The living source of truth for canonical operational knowledge. Universal ingestion, hybrid retrieval, retrieval-augmented answering with citations — all behind a single HTTP service.
In a hurry? Jump to the 10-minute Quickstart → · SDK paths: Python · Java / Spring Boot · Wire payloads: Payload reference →
Every operations team builds the same workflow underneath process docs, compliance runbooks, vendor agreements, internal policies, and post-incident retrospectives:
"Take this document, file it under the right thing, keep the version chain honest, and let me ask it questions later — with citations I can audit."
Doing that with a wiki is a losing game: layouts change, formats
mutate (DOCX, PDF, scanned PDF, HEIC, ZIP bundles, .eml
threads…), and the team ends up hand-copying snippets into another
tool every time a single thing moves.
flycanon collapses the whole workflow into a single HTTP
service.
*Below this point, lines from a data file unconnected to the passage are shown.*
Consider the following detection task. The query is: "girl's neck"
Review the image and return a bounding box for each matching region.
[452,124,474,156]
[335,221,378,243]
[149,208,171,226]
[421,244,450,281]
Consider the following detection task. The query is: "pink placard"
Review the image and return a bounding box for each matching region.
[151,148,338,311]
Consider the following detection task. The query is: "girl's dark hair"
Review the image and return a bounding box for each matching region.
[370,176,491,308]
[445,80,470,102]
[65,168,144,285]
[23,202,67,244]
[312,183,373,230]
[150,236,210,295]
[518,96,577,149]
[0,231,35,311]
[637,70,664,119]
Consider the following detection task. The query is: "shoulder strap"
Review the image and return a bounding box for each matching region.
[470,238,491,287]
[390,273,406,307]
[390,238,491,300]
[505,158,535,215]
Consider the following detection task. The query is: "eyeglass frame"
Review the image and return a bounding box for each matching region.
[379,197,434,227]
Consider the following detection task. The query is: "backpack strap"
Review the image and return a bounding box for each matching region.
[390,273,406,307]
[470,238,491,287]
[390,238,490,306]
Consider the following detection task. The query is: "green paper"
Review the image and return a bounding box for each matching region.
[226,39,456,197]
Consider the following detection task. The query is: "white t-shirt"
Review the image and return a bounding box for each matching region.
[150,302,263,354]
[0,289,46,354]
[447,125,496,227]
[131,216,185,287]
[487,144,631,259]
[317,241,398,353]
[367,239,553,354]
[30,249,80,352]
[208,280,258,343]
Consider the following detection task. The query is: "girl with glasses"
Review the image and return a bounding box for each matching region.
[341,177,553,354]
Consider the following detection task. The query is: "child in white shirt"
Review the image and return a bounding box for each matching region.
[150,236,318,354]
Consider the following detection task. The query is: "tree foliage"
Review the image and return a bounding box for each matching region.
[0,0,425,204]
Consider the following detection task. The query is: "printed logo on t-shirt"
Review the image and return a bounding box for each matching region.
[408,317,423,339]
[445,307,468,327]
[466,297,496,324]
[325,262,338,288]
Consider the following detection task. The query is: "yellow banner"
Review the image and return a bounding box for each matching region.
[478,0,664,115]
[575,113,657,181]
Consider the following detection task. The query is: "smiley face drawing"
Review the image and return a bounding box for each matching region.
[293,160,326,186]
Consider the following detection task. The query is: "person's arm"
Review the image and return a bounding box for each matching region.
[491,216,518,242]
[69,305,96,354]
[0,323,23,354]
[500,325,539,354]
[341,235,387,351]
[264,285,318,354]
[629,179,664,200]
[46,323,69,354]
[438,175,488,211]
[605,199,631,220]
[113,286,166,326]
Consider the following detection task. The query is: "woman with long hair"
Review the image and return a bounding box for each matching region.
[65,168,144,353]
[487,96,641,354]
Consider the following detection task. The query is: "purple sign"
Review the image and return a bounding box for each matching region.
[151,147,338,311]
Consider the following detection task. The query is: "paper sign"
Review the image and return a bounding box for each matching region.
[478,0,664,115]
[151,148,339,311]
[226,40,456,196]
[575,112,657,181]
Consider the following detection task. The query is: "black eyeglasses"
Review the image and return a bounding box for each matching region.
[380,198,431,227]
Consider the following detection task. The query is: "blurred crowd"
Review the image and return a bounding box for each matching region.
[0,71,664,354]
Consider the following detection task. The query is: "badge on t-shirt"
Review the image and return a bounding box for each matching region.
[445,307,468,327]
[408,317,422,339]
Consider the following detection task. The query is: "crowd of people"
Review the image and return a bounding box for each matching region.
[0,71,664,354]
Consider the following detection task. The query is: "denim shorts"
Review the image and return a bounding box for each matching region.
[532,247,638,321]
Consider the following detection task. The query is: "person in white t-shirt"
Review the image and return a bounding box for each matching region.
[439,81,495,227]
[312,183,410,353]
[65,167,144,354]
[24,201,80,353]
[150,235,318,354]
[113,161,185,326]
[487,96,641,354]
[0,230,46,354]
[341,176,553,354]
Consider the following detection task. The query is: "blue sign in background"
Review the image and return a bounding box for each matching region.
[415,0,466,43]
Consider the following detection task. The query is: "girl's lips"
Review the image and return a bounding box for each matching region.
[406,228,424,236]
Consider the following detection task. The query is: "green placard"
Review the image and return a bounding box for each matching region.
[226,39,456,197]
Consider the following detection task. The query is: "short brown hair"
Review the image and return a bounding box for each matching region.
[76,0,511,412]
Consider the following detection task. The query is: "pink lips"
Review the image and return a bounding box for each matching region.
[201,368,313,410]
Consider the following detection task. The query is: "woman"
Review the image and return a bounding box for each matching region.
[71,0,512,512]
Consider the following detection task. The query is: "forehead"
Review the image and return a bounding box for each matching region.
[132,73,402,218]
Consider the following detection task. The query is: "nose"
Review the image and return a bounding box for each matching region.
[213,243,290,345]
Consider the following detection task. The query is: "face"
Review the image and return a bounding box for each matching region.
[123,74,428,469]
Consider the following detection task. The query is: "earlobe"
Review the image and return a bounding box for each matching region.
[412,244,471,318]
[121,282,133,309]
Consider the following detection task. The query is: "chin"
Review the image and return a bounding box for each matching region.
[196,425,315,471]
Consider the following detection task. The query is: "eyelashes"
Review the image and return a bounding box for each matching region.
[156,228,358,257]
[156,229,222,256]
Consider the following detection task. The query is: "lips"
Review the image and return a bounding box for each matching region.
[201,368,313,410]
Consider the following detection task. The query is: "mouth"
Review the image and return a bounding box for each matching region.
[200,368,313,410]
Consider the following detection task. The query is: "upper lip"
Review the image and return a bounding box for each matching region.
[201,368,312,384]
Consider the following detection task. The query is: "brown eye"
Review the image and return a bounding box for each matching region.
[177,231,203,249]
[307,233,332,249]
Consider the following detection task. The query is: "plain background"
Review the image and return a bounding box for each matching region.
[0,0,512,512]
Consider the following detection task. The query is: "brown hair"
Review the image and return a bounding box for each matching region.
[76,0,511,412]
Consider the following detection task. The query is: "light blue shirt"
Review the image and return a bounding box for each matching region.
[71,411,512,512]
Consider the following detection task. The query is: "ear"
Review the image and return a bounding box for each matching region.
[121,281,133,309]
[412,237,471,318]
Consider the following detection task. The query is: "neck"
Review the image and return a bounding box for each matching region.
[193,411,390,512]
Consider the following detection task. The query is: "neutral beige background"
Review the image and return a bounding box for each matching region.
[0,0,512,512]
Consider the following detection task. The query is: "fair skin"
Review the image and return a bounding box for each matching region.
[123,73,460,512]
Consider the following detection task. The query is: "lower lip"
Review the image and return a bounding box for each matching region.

You ship any file format, declare the metadata you care
about, and the service hands back a structured SourceRecord whose
content is parsed, normalised, chunked, embedded, and indexed —
ready for hybrid retrieval and grounded RAG answers. Knowledge is
never edited in place: every revision appends a new version row, the
previous one transitions to superseded, and the provenance graph
travels with it.
It is built to drop into a production back-office stack: idempotent APIs, event-driven downstream notifications via a durable Postgres outbox, observability out of the box, and clean failure isolation per pipeline stage.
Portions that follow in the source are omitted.